An example of sQTL signal overlapping with GWAS signal near gene SP140. (a) The distribution of GLiMMPS P values around the sQTL exon (exon 7) in gene SP140. The black horizontal dashed line reflects the 10% FDR cutoff and red vertical lines mark the location of the sQTL exon. SNPs in linkage disequilibrium (r2 >0.8 in the CEU population) with the GWAS SNPs (blue asterisks) are shown in solid black dots, while other SNPs are shown in grey circles. The causal splicing SNP in exon 7 is shown in red triangle. Exon-intron structure is shown in the bottom with GWAS SNPs and the causal splicing SNP (rs28445040) marked at corresponding locations. (b) Boxplot showing the significant association of rs28445040 with exon inclusion level (ψ) of the SP140 exon 7 estimated by the CEU RNA-seq dataset. The size of each dot is scaled by the total number of splice junction reads for that individual. (c) The same boxplot using exon inclusion level (ψ) measured by quantitative RT-PCR.
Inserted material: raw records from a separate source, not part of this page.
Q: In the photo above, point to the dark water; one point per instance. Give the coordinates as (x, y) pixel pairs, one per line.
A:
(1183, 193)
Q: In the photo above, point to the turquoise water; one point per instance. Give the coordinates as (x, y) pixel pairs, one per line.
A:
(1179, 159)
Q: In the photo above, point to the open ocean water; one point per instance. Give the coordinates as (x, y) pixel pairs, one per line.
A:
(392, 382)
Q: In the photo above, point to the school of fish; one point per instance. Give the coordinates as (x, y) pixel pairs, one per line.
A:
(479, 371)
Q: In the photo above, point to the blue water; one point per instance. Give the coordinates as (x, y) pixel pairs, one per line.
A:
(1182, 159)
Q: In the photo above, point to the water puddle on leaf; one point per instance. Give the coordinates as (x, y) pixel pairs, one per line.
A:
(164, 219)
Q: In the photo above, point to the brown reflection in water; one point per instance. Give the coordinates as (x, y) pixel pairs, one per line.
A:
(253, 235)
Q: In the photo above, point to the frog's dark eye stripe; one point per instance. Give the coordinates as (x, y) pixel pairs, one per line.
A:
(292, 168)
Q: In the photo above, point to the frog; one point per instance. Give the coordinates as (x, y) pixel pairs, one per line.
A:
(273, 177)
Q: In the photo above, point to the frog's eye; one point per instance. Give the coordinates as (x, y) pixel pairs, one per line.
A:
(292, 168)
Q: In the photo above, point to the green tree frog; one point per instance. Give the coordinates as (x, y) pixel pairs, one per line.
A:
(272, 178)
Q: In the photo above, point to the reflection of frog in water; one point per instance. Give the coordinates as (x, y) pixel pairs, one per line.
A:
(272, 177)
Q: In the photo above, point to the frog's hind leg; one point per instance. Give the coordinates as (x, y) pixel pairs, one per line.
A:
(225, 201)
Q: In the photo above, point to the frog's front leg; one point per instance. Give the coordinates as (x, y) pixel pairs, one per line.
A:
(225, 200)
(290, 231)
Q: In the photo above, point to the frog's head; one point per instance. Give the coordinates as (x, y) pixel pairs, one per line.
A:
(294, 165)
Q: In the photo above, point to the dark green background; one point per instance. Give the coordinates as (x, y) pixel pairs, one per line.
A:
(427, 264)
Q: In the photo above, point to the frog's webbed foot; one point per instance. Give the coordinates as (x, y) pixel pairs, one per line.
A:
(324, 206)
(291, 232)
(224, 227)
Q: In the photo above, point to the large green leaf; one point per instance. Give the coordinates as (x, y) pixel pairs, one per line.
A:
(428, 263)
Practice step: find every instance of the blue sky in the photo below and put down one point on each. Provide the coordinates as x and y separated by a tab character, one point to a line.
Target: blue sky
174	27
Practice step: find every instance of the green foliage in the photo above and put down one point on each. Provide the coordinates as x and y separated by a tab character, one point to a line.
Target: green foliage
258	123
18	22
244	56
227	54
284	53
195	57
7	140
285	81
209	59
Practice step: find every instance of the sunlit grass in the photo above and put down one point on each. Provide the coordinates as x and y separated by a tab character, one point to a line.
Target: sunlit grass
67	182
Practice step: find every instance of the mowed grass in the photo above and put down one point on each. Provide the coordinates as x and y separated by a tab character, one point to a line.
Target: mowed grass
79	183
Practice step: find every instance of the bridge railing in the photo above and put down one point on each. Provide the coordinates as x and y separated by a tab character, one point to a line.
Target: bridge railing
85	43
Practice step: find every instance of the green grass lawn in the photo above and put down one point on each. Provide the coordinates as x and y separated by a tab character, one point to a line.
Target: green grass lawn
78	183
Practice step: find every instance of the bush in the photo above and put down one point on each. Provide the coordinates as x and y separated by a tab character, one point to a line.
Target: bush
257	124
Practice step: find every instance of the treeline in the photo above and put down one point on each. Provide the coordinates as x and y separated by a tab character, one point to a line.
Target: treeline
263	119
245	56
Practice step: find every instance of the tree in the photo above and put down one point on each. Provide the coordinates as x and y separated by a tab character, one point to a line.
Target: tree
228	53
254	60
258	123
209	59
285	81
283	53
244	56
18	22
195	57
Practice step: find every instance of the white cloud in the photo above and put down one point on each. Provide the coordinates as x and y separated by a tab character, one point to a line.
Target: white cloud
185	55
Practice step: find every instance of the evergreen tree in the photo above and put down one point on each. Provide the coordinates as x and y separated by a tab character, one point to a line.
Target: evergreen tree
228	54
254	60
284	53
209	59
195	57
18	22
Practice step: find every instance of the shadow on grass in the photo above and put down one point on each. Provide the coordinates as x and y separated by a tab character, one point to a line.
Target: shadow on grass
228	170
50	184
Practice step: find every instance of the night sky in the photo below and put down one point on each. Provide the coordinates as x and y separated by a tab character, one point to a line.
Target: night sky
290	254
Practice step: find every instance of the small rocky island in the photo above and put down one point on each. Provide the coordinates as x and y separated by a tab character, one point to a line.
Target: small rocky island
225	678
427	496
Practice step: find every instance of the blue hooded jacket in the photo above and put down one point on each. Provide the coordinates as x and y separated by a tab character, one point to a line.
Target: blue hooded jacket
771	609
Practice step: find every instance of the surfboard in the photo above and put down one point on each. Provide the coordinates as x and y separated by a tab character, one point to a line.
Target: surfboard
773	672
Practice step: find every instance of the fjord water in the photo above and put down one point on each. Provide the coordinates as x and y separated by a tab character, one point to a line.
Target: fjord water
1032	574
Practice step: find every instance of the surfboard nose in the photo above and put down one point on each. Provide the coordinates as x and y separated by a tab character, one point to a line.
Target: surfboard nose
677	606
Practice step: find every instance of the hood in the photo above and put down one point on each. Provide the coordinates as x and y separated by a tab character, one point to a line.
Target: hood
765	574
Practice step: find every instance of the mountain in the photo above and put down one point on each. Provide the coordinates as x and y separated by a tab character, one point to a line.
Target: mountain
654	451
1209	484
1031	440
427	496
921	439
The identification of sQTLs can also help resolve apparent confusions about the causal mechanisms of GWAS signals. For example, the SNP rs11697186 located in gene DDRGK1 near the ITPA gene (Inosine Triphosphate Pyrophosphohydrolase) was significantly associated with response to hepatitis C treatment in a GWAS study, and later was found to be in high LD with SNP rs1127354 on ITPA exon 2 by fine mapping [50]. Of note, this C-to-A SNP (rs1127354) on exon 2 has been well established in the pharmacogenetics field to be associated with ITPA enzyme deficiency or low-activity [51, 52], but the molecular mechanism was unclear. This non-synonymous SNP causes a proline to threonine change (P32T) in the IPTA protein product. However, based on the crystal structure of the human ITPA protein, the proline residue was far away from the active site of the enzyme [53]. Moreover, recent biochemical studies of ITPA showed that the purified mutant protein with the P32T change has the same activity as the wild-type protein [54]. Others have proposed the alternative mechanism that this exon 2 SNP causes mis-splicing of ITPA [55], but the properties of the gene product resulting from mis-splicing have not been examined. Our analysis of the CEU RNA-seq data identified the same ITPA exon 2 SNP as a significant sQTL signal SNP (P value = 5.80E-09) associated with the combined skipping of exons 2 and 3. This prediction is robustly validated by RT-PCR (Figure S9 in Additional file 1). Minigene experiments further confirmed that this exonic SNP as well as an adjacent intronic SNP (rs7270101) both reduced the inclusion levels of exons 2 and 3 (Figure S7 in Additional file 1). These results reinforce the proposed effect of this ITPA SNP at the RNA level [55], and suggest that future studies on the causal mechanism of this ITPA gene variant should compare the activities of the full-length protein isoform to the truncated isoform that lacks exons 2 and 3.

Discussion

We have developed GLiMMPS, a generalized linear mixed model to detect genotype-splicing associations from RNA-seq data. The key advantage of GLiMMPS over previously used methods is that it models: (1) variation in exon-specific read coverage across individuals; and (2) overdispersion in RNA-seq read counts. Both issues are important for accurate exon-level expression quantitation. The coverage of RNA-seq reads for any given alternative exon is a critical factor for the precision of the exon inclusion level estimate [14, 56]. The importance of accounting for overdispersion in RNA-seq data analysis has also been well recognized [57]. Methods based on the negative binomial model [58, 59] or the generalized linear model with Cox-Reid dispersion estimators [19, 20] have been developed for modeling dispersion in detecting differential gene or exon expression between biological states. Here in the sQTLs analysis, by modeling these two levels of variation in RNA-seq read counts, GLiMMPS achieves superior performance over competing statistical models, as demonstrated by analyses of simulated and real RNA-seq data. Importantly, even at a low coverage we observed a high level of concordance in the GLiMMPS results between the two human datasets (CEU and CEU2). Additionally, RT-PCR tests of 26 randomly selected significant sQTLs yielded a validation rate of 100%. Together, these results demonstrate that GLiMMPS is a robust and improved method to detect sQTLs from RNA-seq data.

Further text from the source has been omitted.